Stockholm’s Karolinska Hospital solves evacuation equation


It is not enough for people just to be able to escape through an emergency exit. Staff may have to reenter to help patients get to safety, or an exit route might be blocked by smoke or fire, so people have to be able to retrace their steps and find an alternative route.

A new solution at Karolinska University Hospital provides secure access protection while allowing rapid evacuation and reentry. 

Karolinska is one of the largest hospitals in Europe, with more than 1,700 beds on two campuses. With 1.5 million visitors a year, 15,000 employees and 2,500 researchers, it faces severe demands on its security environment.

Traditional solutions for evacuation doors – levers, a sealed emergency exit handle and frequently a pushbutton lock – can be confusing. Christer Matonog, fire safety coordinator at the hospital Security Department, says people often use the emergency exit handle inappropriately, leaving the doors unlocked.

A new solution needed to be user-friendly, and allow reentry. A single handle was preferred, to avoid the emergency-handle issue, and the hospital wanted to avoid a pushbutton lock, which can be confusing to visitors.

Matonog decided on the ASSA 580 electric lock with split spindle function, complemented by the ASSA 179E-2 emergency exit device. The result is a clean and simple door environment: one door, one handle, and one way to exit. No confusion.

To allow reentry, Matonog worked with ASSA and Karolinska Huddinge’s security technicians to install card readers on the outside of each door, in areas such as stairwells.
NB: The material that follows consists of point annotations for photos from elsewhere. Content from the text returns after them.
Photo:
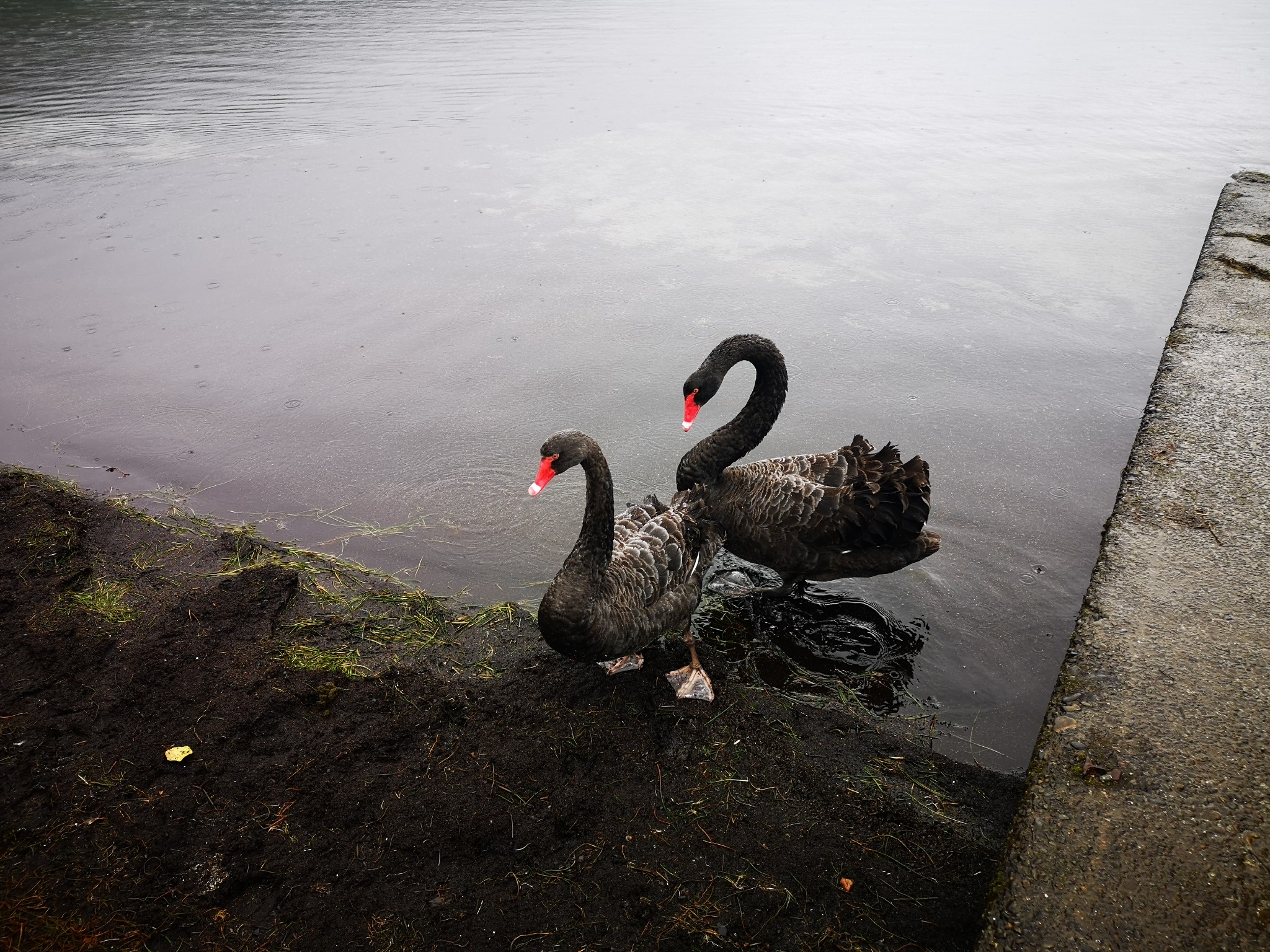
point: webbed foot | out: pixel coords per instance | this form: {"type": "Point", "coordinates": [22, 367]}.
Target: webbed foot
{"type": "Point", "coordinates": [691, 682]}
{"type": "Point", "coordinates": [626, 663]}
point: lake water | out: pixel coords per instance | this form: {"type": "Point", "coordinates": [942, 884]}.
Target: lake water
{"type": "Point", "coordinates": [324, 254]}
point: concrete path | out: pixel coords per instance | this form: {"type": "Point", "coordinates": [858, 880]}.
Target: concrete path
{"type": "Point", "coordinates": [1146, 822]}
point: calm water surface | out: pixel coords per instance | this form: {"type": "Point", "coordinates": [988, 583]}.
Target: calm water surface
{"type": "Point", "coordinates": [370, 254]}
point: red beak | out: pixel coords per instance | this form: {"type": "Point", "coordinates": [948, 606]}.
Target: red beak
{"type": "Point", "coordinates": [546, 472]}
{"type": "Point", "coordinates": [690, 410]}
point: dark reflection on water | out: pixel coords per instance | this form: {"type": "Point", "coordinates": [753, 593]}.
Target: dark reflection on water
{"type": "Point", "coordinates": [815, 641]}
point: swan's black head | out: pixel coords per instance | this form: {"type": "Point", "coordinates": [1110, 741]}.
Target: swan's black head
{"type": "Point", "coordinates": [706, 380]}
{"type": "Point", "coordinates": [562, 451]}
{"type": "Point", "coordinates": [698, 389]}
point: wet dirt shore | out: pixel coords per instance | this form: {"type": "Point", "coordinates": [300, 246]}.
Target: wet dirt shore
{"type": "Point", "coordinates": [374, 769]}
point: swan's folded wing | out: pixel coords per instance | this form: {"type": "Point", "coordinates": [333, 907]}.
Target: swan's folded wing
{"type": "Point", "coordinates": [855, 496]}
{"type": "Point", "coordinates": [655, 559]}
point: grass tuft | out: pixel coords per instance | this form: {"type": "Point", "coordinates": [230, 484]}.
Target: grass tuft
{"type": "Point", "coordinates": [308, 658]}
{"type": "Point", "coordinates": [491, 616]}
{"type": "Point", "coordinates": [104, 601]}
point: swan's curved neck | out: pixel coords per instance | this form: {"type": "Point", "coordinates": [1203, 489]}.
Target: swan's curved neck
{"type": "Point", "coordinates": [706, 461]}
{"type": "Point", "coordinates": [591, 555]}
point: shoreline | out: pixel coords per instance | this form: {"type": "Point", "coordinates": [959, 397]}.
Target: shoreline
{"type": "Point", "coordinates": [378, 769]}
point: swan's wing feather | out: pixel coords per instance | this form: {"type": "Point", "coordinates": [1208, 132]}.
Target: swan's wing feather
{"type": "Point", "coordinates": [649, 564]}
{"type": "Point", "coordinates": [854, 496]}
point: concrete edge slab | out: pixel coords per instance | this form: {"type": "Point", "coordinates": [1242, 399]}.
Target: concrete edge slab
{"type": "Point", "coordinates": [1146, 818]}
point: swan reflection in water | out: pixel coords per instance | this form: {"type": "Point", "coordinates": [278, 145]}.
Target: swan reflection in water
{"type": "Point", "coordinates": [814, 643]}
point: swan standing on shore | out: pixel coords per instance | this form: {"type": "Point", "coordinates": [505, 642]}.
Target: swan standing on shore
{"type": "Point", "coordinates": [628, 580]}
{"type": "Point", "coordinates": [848, 513]}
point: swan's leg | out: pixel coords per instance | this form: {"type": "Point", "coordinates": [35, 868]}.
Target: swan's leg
{"type": "Point", "coordinates": [691, 682]}
{"type": "Point", "coordinates": [626, 663]}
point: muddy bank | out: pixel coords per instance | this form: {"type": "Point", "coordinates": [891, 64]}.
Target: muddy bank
{"type": "Point", "coordinates": [374, 769]}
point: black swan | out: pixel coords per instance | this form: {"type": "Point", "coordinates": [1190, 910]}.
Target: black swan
{"type": "Point", "coordinates": [628, 580]}
{"type": "Point", "coordinates": [849, 513]}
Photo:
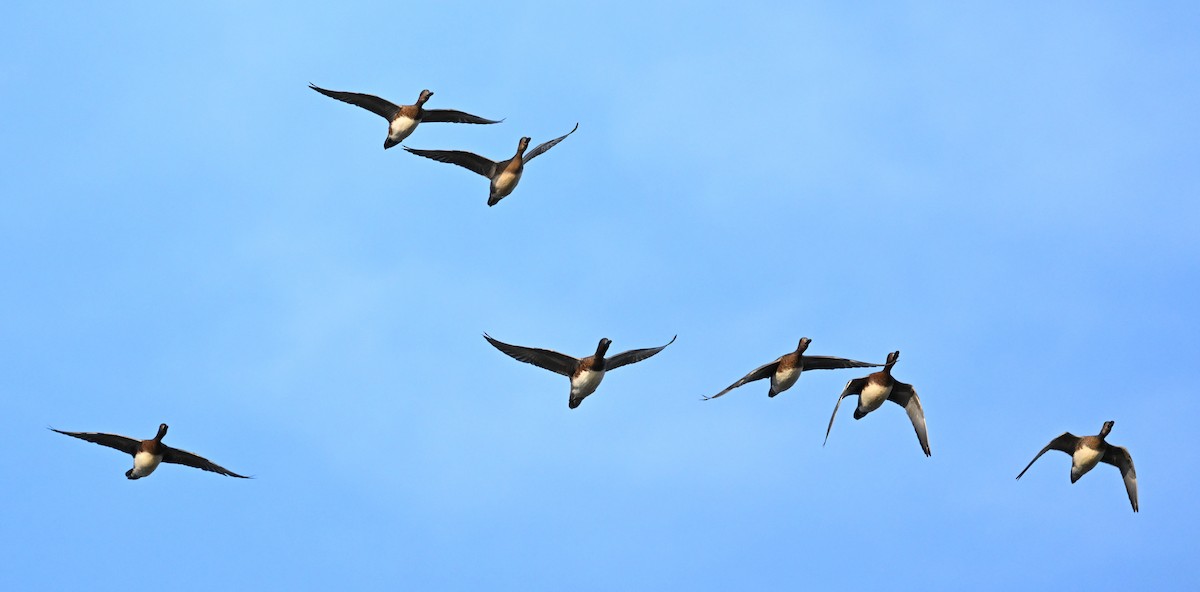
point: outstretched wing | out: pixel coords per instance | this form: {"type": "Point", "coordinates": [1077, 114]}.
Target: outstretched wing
{"type": "Point", "coordinates": [454, 117]}
{"type": "Point", "coordinates": [831, 363]}
{"type": "Point", "coordinates": [127, 446]}
{"type": "Point", "coordinates": [381, 107]}
{"type": "Point", "coordinates": [541, 148]}
{"type": "Point", "coordinates": [1066, 443]}
{"type": "Point", "coordinates": [633, 356]}
{"type": "Point", "coordinates": [853, 387]}
{"type": "Point", "coordinates": [469, 161]}
{"type": "Point", "coordinates": [555, 362]}
{"type": "Point", "coordinates": [193, 460]}
{"type": "Point", "coordinates": [1120, 458]}
{"type": "Point", "coordinates": [906, 396]}
{"type": "Point", "coordinates": [757, 374]}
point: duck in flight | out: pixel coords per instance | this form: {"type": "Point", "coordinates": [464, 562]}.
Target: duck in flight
{"type": "Point", "coordinates": [402, 119]}
{"type": "Point", "coordinates": [149, 453]}
{"type": "Point", "coordinates": [504, 174]}
{"type": "Point", "coordinates": [585, 374]}
{"type": "Point", "coordinates": [786, 369]}
{"type": "Point", "coordinates": [1086, 452]}
{"type": "Point", "coordinates": [880, 387]}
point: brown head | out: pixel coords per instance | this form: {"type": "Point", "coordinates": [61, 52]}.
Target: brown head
{"type": "Point", "coordinates": [1107, 429]}
{"type": "Point", "coordinates": [803, 345]}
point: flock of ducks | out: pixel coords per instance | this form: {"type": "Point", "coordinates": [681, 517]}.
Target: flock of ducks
{"type": "Point", "coordinates": [586, 374]}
Employees can use the stairs and open the doors with their access cards – an improvement from the previous situation where the doors were normally locked. In emergencies, the doors are unlocked and can be opened from the stairwells, allowing rapid reentry. 

After a successful pilot project on 20 doors, the technology is now being implemented on 350 doors across the hospital. And it is now standard for all new construction projects within the hospital – it costs no more than a traditional installation, but provides substantial advantages.